C’est un fil transparent mais bien concret qui va chercher les danseurs dans la salle et les rassemble sur le plateau. Ce fil étiré, suivi, voire observé comme une pellicule photo ou un rush de film concrétise d’emblée les notions de continuité et de mémoire qui affleureront. Des tableaux intenses se multiplient grâce à des découpes lumineuses très précises et grâce à l’habileté extrême des interprètes qui se glissent prestement dans toutes sortes de représentation (par exemple, une femme recolle un vase, une personne nourrit un vieil homme, un ecclésiastique a peur de sa propre ombre). Ces séquences de vie montrent des sources d’impulsions, des amorces de gestes, des situations toujours en suspens. Il n’y a pas de résolution définitive, et les scènes qui se répètent avec de légères variations viennent renforcer cette suspension du sens.

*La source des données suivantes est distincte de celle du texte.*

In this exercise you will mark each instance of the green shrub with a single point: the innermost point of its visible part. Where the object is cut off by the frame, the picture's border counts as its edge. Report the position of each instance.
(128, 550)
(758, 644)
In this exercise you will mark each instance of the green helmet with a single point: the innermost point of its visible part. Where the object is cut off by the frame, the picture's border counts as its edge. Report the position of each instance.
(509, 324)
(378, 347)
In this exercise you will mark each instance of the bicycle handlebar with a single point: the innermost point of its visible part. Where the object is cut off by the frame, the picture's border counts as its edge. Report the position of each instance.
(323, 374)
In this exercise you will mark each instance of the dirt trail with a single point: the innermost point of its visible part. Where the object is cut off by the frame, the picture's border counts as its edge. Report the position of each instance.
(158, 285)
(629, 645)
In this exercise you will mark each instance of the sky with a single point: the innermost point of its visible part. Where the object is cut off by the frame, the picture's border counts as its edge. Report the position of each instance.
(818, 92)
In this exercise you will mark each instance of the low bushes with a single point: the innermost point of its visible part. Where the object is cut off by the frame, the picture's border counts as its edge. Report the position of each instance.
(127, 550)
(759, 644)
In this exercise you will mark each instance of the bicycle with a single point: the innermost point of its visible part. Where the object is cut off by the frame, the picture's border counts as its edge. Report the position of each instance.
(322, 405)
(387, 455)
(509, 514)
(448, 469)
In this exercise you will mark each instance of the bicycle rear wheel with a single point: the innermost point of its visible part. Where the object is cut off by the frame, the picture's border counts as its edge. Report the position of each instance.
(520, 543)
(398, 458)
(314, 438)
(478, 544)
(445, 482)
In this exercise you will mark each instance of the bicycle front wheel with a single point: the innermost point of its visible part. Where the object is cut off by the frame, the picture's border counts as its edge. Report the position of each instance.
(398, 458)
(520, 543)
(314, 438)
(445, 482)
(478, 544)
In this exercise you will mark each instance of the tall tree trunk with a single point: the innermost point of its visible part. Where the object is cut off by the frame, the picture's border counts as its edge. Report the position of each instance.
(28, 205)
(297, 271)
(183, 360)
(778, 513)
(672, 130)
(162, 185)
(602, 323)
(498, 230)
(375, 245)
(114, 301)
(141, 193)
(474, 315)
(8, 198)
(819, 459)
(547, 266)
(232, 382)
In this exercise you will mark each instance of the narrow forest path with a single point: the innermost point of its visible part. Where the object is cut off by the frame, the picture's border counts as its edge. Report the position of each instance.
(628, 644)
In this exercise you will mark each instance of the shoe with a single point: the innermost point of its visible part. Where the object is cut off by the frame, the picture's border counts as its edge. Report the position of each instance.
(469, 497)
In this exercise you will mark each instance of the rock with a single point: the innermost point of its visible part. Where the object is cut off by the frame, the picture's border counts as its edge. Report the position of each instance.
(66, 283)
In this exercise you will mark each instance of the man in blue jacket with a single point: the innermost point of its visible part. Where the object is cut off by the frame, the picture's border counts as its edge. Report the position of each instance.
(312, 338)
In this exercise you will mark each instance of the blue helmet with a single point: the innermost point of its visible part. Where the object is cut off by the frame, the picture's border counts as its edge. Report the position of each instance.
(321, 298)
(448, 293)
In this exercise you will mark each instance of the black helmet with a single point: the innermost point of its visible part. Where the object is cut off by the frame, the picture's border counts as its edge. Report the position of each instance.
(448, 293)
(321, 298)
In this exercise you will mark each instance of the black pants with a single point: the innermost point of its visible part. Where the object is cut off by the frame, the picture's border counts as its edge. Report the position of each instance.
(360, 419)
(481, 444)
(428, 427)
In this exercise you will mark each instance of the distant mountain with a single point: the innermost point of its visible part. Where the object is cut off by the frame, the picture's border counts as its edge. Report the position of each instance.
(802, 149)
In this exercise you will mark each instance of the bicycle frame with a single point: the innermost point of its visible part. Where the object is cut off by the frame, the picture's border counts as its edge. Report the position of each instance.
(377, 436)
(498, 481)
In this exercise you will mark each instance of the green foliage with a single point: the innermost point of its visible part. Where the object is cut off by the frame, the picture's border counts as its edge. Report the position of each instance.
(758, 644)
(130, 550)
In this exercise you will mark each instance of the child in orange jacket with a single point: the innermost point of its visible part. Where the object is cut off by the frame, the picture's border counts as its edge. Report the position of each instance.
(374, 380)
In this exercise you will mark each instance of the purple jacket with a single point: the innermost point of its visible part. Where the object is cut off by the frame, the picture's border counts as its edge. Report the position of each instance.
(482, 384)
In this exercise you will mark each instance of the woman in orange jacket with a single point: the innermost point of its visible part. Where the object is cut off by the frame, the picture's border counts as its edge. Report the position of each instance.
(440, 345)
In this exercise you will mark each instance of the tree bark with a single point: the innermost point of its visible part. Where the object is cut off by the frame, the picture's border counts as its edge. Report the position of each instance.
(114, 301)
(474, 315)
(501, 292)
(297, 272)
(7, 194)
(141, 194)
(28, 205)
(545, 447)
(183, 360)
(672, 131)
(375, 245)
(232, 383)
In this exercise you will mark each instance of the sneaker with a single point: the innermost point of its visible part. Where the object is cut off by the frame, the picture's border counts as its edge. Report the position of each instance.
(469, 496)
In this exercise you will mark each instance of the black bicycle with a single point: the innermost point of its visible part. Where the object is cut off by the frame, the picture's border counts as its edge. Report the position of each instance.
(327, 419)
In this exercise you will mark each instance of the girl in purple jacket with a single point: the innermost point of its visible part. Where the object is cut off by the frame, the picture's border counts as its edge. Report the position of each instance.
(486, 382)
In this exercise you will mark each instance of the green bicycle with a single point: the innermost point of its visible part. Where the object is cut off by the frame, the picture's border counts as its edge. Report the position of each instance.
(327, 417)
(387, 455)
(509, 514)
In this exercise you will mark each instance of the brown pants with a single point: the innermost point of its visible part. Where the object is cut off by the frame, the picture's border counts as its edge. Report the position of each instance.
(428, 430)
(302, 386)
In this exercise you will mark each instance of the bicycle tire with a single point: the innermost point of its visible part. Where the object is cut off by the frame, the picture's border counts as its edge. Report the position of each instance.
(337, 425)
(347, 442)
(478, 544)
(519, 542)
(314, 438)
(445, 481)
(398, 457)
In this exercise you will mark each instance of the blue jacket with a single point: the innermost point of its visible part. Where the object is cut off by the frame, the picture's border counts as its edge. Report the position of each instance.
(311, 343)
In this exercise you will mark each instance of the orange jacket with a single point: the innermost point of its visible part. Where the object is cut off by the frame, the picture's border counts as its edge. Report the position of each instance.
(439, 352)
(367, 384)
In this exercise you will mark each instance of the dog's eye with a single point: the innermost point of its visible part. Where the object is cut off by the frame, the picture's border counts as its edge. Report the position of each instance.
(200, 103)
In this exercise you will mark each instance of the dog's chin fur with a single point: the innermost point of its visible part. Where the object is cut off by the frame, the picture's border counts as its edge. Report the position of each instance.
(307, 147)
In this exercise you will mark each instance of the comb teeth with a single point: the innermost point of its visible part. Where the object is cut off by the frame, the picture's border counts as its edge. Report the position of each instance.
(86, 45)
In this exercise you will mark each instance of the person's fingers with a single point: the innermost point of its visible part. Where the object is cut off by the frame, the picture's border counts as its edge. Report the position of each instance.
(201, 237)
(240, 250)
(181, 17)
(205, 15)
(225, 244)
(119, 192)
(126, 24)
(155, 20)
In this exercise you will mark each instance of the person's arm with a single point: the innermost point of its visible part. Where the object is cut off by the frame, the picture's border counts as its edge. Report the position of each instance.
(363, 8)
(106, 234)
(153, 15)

Sept interprètes traversent un plateau aux allures de chantier, qui leur est familier, du moins qu’ils ont apprivoisé. Le rythme des entrées et sorties est extrêmement soutenu, les diagonales soulignées montrent une course qui ne cesse de dévier et de s’amplifier. Tous sont pressés et oppressés. Cette urgence et cette menace sont maintenues notamment par quatre magnétophones à vue: ils fonctionnent ensemble ou à tour de rôle, impulsant des bribes de mots, des éclats de voix, un bruit de fond qui déclenche du mouvement sur scène. De plus, quatre structures de bois sont comblées par les danseurs-constructeurs, qui y fixent des planches. Ces surfaces accueillent nappe, plats, couverts et bouquets. Mais les danseurs ne peuvent se mettre à table calmement, la tentative échoue toujours. Des assiettes se brisent, comme tous les objets: des vases, une miniature de la Vénus de Milo ou de la Statue de la Liberté éclatent en morceaux, les reproductions de tableaux importants qui sont accrochées chutent aussi (La Liberté guidant le peuple de Delacroix ou encore Guernica de Picasso). Maladresse ou malédiction? Ce monde est d’une fragilité inéluctable.

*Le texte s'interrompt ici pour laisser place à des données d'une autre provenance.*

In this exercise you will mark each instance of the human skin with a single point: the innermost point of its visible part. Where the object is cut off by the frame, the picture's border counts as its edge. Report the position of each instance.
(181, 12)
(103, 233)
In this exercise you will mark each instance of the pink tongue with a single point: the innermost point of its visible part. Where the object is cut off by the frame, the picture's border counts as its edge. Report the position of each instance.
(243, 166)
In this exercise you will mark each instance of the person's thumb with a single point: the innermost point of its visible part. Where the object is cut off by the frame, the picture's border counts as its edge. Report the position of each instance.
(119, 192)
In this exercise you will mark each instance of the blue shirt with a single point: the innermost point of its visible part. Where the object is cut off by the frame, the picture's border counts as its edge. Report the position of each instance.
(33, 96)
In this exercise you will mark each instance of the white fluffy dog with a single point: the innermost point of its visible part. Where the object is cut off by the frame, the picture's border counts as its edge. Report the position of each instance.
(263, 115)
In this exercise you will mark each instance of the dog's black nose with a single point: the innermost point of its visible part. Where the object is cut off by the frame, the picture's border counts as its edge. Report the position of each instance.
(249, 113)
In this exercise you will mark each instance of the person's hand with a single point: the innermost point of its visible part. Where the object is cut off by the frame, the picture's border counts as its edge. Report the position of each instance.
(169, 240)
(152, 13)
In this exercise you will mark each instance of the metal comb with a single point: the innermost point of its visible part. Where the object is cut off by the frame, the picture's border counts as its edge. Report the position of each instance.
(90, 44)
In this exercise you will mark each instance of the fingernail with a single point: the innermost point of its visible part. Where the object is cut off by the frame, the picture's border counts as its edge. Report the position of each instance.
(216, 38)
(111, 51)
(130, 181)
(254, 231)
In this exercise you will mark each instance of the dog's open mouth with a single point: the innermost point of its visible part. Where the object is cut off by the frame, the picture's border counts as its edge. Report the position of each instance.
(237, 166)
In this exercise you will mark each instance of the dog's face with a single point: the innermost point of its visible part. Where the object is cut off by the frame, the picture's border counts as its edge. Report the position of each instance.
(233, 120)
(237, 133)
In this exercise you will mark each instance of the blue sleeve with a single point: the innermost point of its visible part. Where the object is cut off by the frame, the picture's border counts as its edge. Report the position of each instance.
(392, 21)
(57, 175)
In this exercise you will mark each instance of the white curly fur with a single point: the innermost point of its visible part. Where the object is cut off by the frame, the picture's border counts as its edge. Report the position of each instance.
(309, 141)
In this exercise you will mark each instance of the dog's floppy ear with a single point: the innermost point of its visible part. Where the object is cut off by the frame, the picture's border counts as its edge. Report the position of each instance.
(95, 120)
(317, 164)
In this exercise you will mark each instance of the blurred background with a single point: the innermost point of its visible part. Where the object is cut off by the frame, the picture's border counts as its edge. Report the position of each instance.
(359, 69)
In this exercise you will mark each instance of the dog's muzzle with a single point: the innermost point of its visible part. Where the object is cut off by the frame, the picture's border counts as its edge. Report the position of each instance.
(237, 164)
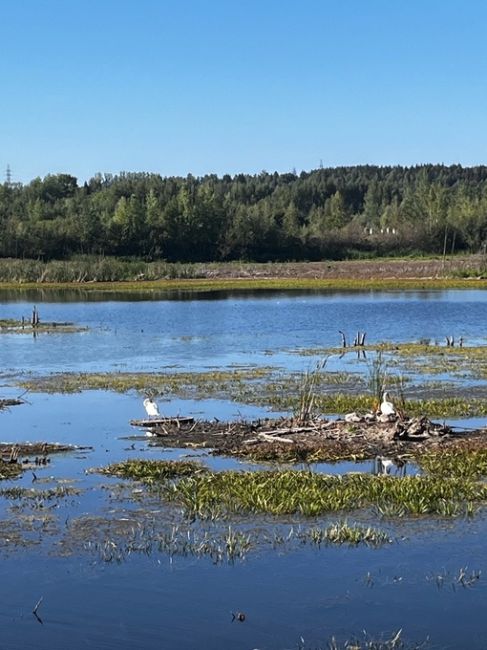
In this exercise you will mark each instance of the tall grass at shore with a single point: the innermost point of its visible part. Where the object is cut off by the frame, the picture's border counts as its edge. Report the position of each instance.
(93, 269)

Des silhouettes clownesques et graves sortent comme les diables à ressort qui surprennent en jaillissant de leur boîte: la Vénus hottentote et un soldat viennent s’asseoir aux côtés des danseurs. Jésus apparaît, transporté en hélicoptère télécommandé, reprise miniature et parodique du prologue de la Dolce Vita de Fellini. De nombreuses références clignotent à toute allure, avec humour et gravité. Le banquet final de Salves tourne au chaos. Sous une lumière crue, offrant pourtant un certain repos, la pression se libère dans une bataille délurée où les interprètes entrent plus franchement en contact. Finale en mode mineur, à mon sens, les corps pris dans les conventions clownesques ne vont pas jusqu’à une décharge maximale. Salves est un spectacle impressionnant au sens propre: il imprime quelque chose de difficile à saisir, il permet de palper les arcanes de ce qui meut un corps, il fait éprouver le chaos de l’expérience humaine à l’aube du 21e siècle. L’énergie intarissable déployée vise à «organiser le pessimisme», comme le dit Walter Benjamin, mais aussi à résister à ce pessimisme.
Salves
Chorégraphie : Maguy Marin. Une production de la Compagnie Maguy Marin. Une présentation de Danse Danse, au Théâtre Maisonneuve de la Place des Arts, jusqu’au 28 septembre 2013. Au Centre national des arts (Ottawa), les 3 et 4 octobre 2013.